His book features intriguing new evidence into topics like human senses for magnetic bearing, the cultural relativism of colour, rooted in neuroplasticity, and the sensitivity of human psychology to the minute signifiers of nature.
He also emphasises the depth of the historical human relationship with trees; for example, drawing a continuity through the pagan tree worship of the German Sinzig region to the young men of modern Sinzig who steal into the protected forests to ritually nab the trees: "[giving] our girlfriends a token of our affection that could be seen by the whole neighbourhood".

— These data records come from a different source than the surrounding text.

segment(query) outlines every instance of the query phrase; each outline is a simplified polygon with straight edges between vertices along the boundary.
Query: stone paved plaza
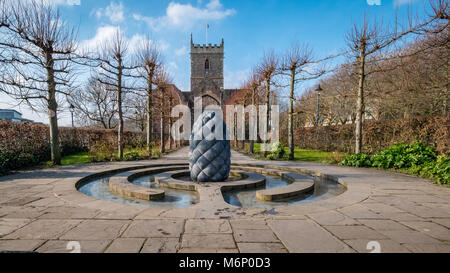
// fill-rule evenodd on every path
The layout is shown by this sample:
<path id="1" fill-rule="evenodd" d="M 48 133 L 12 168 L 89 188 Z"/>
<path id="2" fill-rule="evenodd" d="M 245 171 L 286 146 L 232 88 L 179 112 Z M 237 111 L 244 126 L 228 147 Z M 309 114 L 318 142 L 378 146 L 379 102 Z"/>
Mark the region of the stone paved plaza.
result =
<path id="1" fill-rule="evenodd" d="M 347 191 L 327 200 L 241 209 L 208 202 L 181 209 L 98 200 L 78 192 L 87 175 L 157 163 L 186 163 L 184 148 L 160 160 L 88 164 L 0 177 L 0 250 L 70 252 L 450 252 L 450 189 L 371 169 L 257 161 L 232 164 L 299 168 L 339 179 Z M 214 193 L 211 193 L 214 194 Z"/>

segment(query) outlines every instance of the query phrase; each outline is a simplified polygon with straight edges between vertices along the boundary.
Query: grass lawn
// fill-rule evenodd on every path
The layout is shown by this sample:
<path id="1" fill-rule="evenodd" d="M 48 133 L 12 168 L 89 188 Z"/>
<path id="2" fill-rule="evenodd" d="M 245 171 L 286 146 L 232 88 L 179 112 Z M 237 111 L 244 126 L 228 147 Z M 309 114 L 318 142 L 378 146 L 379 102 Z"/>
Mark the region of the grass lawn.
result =
<path id="1" fill-rule="evenodd" d="M 79 165 L 79 164 L 86 164 L 91 163 L 92 157 L 89 156 L 89 153 L 82 152 L 78 154 L 73 155 L 66 155 L 61 158 L 61 165 L 67 166 L 67 165 Z M 52 166 L 51 161 L 42 162 L 42 165 L 44 166 Z"/>
<path id="2" fill-rule="evenodd" d="M 284 147 L 285 156 L 282 160 L 288 160 L 289 148 Z M 255 143 L 255 152 L 261 152 L 261 144 Z M 339 163 L 343 160 L 345 154 L 336 152 L 322 152 L 316 150 L 294 149 L 294 161 L 321 162 L 321 163 Z"/>
<path id="3" fill-rule="evenodd" d="M 166 154 L 171 153 L 173 151 L 167 150 Z M 136 158 L 130 158 L 128 160 L 134 161 L 134 160 L 141 160 L 141 159 L 148 159 L 147 158 L 147 151 L 145 149 L 137 149 L 137 148 L 125 148 L 124 149 L 124 160 L 126 159 L 127 154 L 133 154 L 136 156 Z M 159 153 L 159 148 L 154 149 L 154 153 Z M 110 154 L 110 155 L 109 155 Z M 104 162 L 104 161 L 111 161 L 111 160 L 117 160 L 115 159 L 115 156 L 117 154 L 117 151 L 110 151 L 108 153 L 109 157 L 105 157 L 104 154 L 98 153 L 96 155 L 89 154 L 88 152 L 81 152 L 77 154 L 67 155 L 63 156 L 61 158 L 61 166 L 67 166 L 67 165 L 80 165 L 80 164 L 86 164 L 86 163 L 92 163 L 92 162 Z M 113 159 L 111 159 L 111 156 Z M 152 159 L 160 158 L 160 155 L 156 155 L 152 157 Z M 41 163 L 44 166 L 51 167 L 53 164 L 51 161 L 46 161 Z"/>
<path id="4" fill-rule="evenodd" d="M 92 158 L 87 152 L 78 153 L 73 155 L 67 155 L 61 158 L 61 165 L 76 165 L 76 164 L 86 164 L 91 163 Z"/>

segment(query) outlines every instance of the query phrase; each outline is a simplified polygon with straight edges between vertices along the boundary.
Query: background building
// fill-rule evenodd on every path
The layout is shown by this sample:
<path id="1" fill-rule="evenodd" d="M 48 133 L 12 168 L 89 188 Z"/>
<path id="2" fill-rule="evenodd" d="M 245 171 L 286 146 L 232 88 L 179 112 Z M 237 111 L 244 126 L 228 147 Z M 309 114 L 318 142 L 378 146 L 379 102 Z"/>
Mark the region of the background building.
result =
<path id="1" fill-rule="evenodd" d="M 0 109 L 0 120 L 13 122 L 33 122 L 32 120 L 22 118 L 22 113 L 14 109 Z"/>

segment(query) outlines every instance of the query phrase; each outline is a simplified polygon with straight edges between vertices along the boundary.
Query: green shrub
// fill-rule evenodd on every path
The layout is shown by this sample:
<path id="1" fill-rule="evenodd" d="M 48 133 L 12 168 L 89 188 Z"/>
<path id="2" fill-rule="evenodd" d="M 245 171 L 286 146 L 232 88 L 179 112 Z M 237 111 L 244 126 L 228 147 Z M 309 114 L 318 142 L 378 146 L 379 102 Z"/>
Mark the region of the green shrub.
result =
<path id="1" fill-rule="evenodd" d="M 434 147 L 426 146 L 421 142 L 413 145 L 395 144 L 373 156 L 348 155 L 340 165 L 406 170 L 409 174 L 430 178 L 439 184 L 448 184 L 450 181 L 449 157 L 436 156 Z"/>
<path id="2" fill-rule="evenodd" d="M 116 152 L 110 143 L 99 141 L 91 146 L 89 156 L 94 162 L 113 161 L 116 158 Z"/>
<path id="3" fill-rule="evenodd" d="M 161 154 L 160 151 L 152 150 L 152 158 L 153 159 L 158 159 L 158 158 L 161 158 L 161 157 L 162 157 L 162 154 Z"/>
<path id="4" fill-rule="evenodd" d="M 123 159 L 126 161 L 135 161 L 141 159 L 138 151 L 128 151 L 123 154 Z"/>
<path id="5" fill-rule="evenodd" d="M 347 155 L 339 165 L 358 168 L 372 167 L 372 158 L 367 154 Z"/>
<path id="6" fill-rule="evenodd" d="M 272 144 L 272 151 L 267 155 L 270 160 L 277 160 L 283 158 L 285 155 L 284 147 L 280 142 Z"/>
<path id="7" fill-rule="evenodd" d="M 436 160 L 433 147 L 421 142 L 413 145 L 399 143 L 373 156 L 373 167 L 383 169 L 405 169 Z"/>
<path id="8" fill-rule="evenodd" d="M 438 184 L 450 183 L 450 158 L 441 155 L 436 161 L 430 161 L 422 165 L 412 166 L 408 173 L 433 179 Z"/>

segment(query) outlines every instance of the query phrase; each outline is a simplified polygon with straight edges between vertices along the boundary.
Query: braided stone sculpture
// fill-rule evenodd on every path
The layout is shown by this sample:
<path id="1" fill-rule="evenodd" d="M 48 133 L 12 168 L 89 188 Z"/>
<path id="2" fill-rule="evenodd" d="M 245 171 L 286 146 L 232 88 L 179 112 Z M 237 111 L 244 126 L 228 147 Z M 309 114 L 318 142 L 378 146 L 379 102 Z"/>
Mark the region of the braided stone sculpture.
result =
<path id="1" fill-rule="evenodd" d="M 222 139 L 217 139 L 217 124 L 223 124 Z M 202 136 L 203 132 L 203 137 Z M 197 137 L 195 137 L 197 135 Z M 190 137 L 189 170 L 194 182 L 222 182 L 230 174 L 230 141 L 226 125 L 214 111 L 205 111 L 194 123 Z"/>

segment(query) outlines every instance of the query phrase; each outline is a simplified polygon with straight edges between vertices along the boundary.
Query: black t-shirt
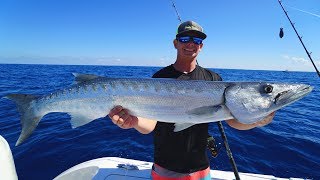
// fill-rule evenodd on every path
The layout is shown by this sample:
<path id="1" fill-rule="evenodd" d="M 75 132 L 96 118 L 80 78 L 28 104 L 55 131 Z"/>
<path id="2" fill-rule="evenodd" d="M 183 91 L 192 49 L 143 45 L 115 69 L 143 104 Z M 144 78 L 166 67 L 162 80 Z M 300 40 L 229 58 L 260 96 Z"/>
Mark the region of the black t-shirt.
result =
<path id="1" fill-rule="evenodd" d="M 190 73 L 177 71 L 173 65 L 156 72 L 153 78 L 221 81 L 221 77 L 196 66 Z M 173 123 L 157 122 L 154 129 L 154 163 L 171 171 L 192 173 L 209 166 L 206 154 L 208 123 L 193 125 L 174 132 Z"/>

His analysis seek to engage the ancient conundrums of the philosophy of biology: "what is living?" and "what justifies the human exceptionalism?" These questions demand justifications for the ways the humans live in and treat the natural world, and appeal to a more holistic conception of cooperative, communicative nature - including the human.
My Forests, meanwhile, is composed of chapter-long case studies on topics of culture, history, and art; synthesising such muses as Shakespeare and Woolf, Genesis and Shinrin-yoku, from Vienna to Nuremberg to Varsini to Korowai tree-houses. Less the exclusive focus, trees comprise the seed (pardon the pun), from which a human discussion emerges.
These analyses are affecting and often wonderful. The middle chapters are particularly excellent: a gripping voyage through the microcosmic history of Victorian deforestation, paralleling the domination and destruction of pre-colonial Australia, and a dive into the vibrant and tragic cultural complexities of Hindi Widow traditions, through a conversation with the Indian Banyan tree.
Wohlleben's authorship evokes a documentary-like mode, drawing centrally on anecdotes of forest-guardianship to engage with issues in the use and management of trees in modern society, and particularly conservation. Conservation features also in Burke's work, as it must, but is less central, emerging as illustrative of human connections with nature.
More an improvisation on the theme of trees than a focused treatise, The Heartbeat of the Trees has meandering and meditative German feel to it. A bit like a walk in the forest itself, what Wohlleben prose generates is a desire to go out, read under a tree, and make some natural chewing gum of errant sap - which, I suspect, was the author's intention.
Similarly, My Forests meditates on themes, rather than pursuing conclusions. Burke satisfies the desire for a distinctly Australian gab, as well as meaningfully global one, that is somewhat restricted by the extent of Wohlleben's about as far north as Sweden and as far south as Italy, with the occasional Atlantic leap into North America. Burke provides an illustrated journey out of Elwood, Melbourne, romping through Europe's cold Icelandic north and mild Italian south, over the Tigris and the Euphrates and into India, and beyond.
Ultimately, the meeting of these two books draws sharp methodological comparisons. Wohlleben, for his humanistic eccentricity, has the view of a problem-solver - an individual being, regarding comprehensible objects. His textual world is a scientific one, which features human experience, rather than an experience - a succession of feelings - which includes science.
Burke, meanwhile, generates a text that is emotional and experiential; a subjective world of human culture, anchored to inscrutable things called trees, and implacable places called forests.